Each time the large disk 17 makes one rotation, the small disk 19 is rotated by a required angle.

Accordingly, the reaction gas supply position of the gas introduction port 5 follows a multiple concentric trajectory.

Since the supply position of the reaction gas moves uniformly over the entire surface of the shower head 2, the concentration distribution of the reaction gas in the reaction section 4 is further uniformed.

Next, another embodiment will be described.

The small disk 19 is rotated while the large disk 17 revolves. In this case, the supply position of the reaction gas changes in both the radial direction and the circumferential direction, and the concentration of the reaction gas flowing out to the reaction section 4 becomes uniform.
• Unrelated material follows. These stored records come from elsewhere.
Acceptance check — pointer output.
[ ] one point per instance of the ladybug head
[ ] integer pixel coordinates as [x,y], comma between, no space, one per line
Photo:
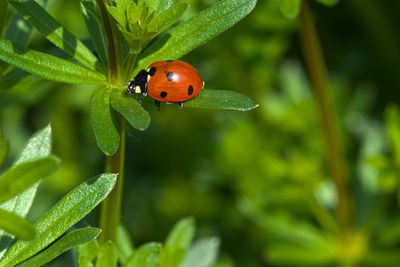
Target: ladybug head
[139,84]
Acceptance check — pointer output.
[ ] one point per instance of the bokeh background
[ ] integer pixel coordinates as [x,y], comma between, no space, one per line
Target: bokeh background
[259,180]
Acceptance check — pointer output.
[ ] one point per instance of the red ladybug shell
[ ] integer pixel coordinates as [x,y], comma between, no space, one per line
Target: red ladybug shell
[173,81]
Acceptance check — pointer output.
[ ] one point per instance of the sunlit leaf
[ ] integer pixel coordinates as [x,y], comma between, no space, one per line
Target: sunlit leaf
[102,121]
[69,210]
[13,224]
[165,4]
[38,146]
[107,255]
[70,240]
[202,253]
[130,109]
[221,99]
[54,32]
[21,177]
[47,66]
[145,256]
[196,31]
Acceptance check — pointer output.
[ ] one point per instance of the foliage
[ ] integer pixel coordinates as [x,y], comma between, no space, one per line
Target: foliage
[259,180]
[178,251]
The large disc 1
The rotation ratio of the revolution of 7 and the rotation of the small disk 19 is an optimum value obtained by experiments or the like.

Although the nozzle is rotated in the embodiment, the nozzle may be fixed and the susceptor (wafer) may be rotated.

[0040]

As described above, according to the present invention, in a substrate processing apparatus for processing a substrate by introducing a reactive gas into a reaction chamber, the position where the reactive gas is introduced is in a plane parallel to the substrate surface. Relative rotation with respect to the reaction gas, the uniformity of the concentration in the reaction gas introduction state is improved, the uniformity of the reaction gas concentration in the reaction chamber is further improved, the substrate processing quality is improved, and the yield can be improved. Demonstrate excellent effects such as.
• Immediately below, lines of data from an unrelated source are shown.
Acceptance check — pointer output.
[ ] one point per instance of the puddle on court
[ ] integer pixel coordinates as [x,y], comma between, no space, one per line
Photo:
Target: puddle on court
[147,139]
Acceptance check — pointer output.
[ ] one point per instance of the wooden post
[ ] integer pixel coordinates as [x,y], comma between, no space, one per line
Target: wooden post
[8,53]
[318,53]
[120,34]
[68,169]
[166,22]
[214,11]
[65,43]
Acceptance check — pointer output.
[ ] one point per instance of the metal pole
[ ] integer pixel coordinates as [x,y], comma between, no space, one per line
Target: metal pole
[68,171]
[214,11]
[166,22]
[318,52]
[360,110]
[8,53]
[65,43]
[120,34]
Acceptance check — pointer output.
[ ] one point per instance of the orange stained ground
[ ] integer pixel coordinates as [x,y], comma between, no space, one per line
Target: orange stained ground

[Brief description of the drawings]

FIG. 1 is a sectional view showing a main part of an embodiment of the present invention.

FIG. 2 is an explanatory diagram showing a trajectory of a supply position of a reactive gas in the first embodiment.

FIG. 3 is a sectional view showing a main part of a conventional example.

[Explanation of symbols]

 DESCRIPTION OF SYMBOLS 1 Vacuum container 2 Shower head 3 Gas storage part 4 Reaction part 5 Gas introduction port 6 Gas dispersion hole 13 Substrate 17 Large disk 19 Small disk 21 Port holder 22 Flexible tube

Claims (1)

[Claims] In a substrate processing apparatus for processing a substrate by introducing a reaction gas into a reaction chamber, a position where the reaction gas is introduced can be rotated relative to the substrate in a plane parallel to the substrate surface. Characteristic substrate processing equipment.